The origin of holy days is found in the fact that Easter and Pentecost have always been considered special days by the Catholic Church. Over time, in addition to Sundays, other days were set aside for special attention. By the fourth century, Epiphany and Christmas were declared holy days of obligation. Then came feasts of the apostles, then some martyrs, and in the sixth and seventh century feasts of the Blessed Virgin Mary. Eventually the number of “holy days of obligation” exploded. At one time, when added to Sundays, this meant that in some places upwards of 100 days were “work-free, go-to-Mass days.” Even to this time the Canon Law of the Catholic Church (1247) instructs that in addition to Mass: “On Sundays and other holy days of obligation, the faithful are to refrain from engaging in work or activities that hinder the worship owed to God, the joy proper to the Lord’s Day, the performance of works of mercy, and the appropriate relaxation of mind and body.”
When it comes to both holy days and Sundays, I suspect some, if not many, would be surprised to learn that abstention from unnecessary and burdensome work is an expectation. Given the fact that (except for Sundays) the Church’s calendar of “holidays” conflicts with the secular calendar, it is understood that one need not be scrupulous about unnecessary and burdensome business, but it’s still the ideal.
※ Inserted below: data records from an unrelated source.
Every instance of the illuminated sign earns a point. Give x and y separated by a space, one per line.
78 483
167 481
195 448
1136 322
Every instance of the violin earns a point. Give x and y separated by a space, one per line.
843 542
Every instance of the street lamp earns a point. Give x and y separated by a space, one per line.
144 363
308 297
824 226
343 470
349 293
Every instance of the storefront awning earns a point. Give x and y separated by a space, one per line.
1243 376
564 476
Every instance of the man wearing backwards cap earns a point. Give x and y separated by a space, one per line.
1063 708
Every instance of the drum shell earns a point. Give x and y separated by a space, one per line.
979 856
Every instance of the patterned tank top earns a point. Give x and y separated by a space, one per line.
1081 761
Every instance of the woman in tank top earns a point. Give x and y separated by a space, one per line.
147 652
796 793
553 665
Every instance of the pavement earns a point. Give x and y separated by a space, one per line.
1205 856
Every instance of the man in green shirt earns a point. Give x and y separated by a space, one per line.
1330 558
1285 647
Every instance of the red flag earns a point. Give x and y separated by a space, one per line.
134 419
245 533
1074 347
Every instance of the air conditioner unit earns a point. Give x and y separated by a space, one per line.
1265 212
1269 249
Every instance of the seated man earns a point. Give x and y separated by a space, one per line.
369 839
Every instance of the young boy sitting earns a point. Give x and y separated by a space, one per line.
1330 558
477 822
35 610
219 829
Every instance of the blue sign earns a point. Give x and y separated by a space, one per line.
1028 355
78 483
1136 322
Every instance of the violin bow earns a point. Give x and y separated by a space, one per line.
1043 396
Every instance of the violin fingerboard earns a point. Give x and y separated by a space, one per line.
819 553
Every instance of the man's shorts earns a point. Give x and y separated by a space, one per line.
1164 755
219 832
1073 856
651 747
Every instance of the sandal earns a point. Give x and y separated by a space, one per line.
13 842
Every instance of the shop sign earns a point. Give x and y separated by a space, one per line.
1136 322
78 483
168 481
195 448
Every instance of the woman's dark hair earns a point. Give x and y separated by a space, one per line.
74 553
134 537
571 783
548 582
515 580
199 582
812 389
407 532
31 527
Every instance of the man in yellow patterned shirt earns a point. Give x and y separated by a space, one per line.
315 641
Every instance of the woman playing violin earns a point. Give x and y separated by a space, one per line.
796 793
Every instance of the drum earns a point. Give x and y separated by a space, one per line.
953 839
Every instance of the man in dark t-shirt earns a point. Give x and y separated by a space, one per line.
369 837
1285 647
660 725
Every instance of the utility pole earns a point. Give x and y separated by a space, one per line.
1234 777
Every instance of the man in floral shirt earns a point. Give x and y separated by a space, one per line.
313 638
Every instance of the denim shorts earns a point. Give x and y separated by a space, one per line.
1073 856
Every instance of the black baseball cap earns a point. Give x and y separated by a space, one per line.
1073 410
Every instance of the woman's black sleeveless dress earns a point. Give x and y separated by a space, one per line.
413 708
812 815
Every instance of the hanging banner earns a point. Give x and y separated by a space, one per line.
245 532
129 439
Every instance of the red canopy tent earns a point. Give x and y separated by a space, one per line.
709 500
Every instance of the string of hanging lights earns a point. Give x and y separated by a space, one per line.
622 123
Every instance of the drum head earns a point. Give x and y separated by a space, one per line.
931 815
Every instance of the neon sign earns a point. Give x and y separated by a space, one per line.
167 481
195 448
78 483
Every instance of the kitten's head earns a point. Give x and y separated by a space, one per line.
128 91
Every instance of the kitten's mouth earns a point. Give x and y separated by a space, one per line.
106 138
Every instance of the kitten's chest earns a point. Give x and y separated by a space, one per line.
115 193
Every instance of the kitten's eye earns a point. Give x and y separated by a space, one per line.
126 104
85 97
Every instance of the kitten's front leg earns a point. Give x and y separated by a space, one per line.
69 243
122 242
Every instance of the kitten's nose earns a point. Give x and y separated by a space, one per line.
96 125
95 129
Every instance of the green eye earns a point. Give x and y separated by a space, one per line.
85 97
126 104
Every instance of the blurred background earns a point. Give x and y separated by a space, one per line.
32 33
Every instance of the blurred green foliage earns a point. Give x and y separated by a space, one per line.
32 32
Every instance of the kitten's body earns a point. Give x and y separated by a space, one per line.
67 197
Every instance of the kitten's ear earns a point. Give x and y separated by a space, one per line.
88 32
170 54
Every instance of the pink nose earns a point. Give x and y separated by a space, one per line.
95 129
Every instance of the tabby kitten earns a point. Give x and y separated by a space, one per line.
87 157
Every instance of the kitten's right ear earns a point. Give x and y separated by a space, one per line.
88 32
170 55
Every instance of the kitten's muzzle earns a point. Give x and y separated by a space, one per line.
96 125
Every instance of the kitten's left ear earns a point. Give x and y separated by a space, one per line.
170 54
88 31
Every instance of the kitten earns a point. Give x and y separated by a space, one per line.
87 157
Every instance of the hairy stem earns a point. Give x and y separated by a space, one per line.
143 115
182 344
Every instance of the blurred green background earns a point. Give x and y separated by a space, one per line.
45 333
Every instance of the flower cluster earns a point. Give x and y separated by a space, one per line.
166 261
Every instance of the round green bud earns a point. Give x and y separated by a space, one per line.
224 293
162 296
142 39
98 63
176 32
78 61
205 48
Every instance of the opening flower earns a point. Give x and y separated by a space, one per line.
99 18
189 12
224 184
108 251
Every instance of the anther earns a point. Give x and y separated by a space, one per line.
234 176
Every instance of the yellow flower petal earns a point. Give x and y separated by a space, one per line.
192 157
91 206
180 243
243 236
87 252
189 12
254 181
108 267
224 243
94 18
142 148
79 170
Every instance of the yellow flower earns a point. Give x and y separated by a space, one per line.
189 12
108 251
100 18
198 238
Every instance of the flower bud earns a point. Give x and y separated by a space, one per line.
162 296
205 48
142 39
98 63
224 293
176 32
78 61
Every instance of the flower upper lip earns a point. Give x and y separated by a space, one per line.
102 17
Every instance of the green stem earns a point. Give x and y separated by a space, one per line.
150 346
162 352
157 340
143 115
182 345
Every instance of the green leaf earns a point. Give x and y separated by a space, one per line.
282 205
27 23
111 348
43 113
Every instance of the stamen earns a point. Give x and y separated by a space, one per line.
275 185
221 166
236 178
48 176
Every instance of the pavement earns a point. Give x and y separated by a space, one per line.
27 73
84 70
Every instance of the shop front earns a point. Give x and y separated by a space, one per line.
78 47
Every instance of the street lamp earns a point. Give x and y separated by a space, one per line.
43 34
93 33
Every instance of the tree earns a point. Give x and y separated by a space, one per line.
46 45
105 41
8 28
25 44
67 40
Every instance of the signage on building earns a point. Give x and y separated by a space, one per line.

Sometime around the 15th century, a long-needed reduction in the number of holy days began. Today the “official” number of holy days has been reduced to 10: Jan. 1, the feast of Mary, the Mother of God; Jan. 6, the feast of the Epiphany; the feast of St. Joseph on March 19; the Ascension, 40 days after Easter; Corpus Christi, the Thursday after Trinity Sunday; the feast of Sts. Peter and Paul on June 29; the Assumption of the Blessed Virgin Mary into heaven on Aug. 15; All Saints on Nov. 1; Immaculate Conception on Dec. 8 ; and Christmas on Dec. 25. You read correctly — 10 are listed in the universal calendar of the Catholic Church.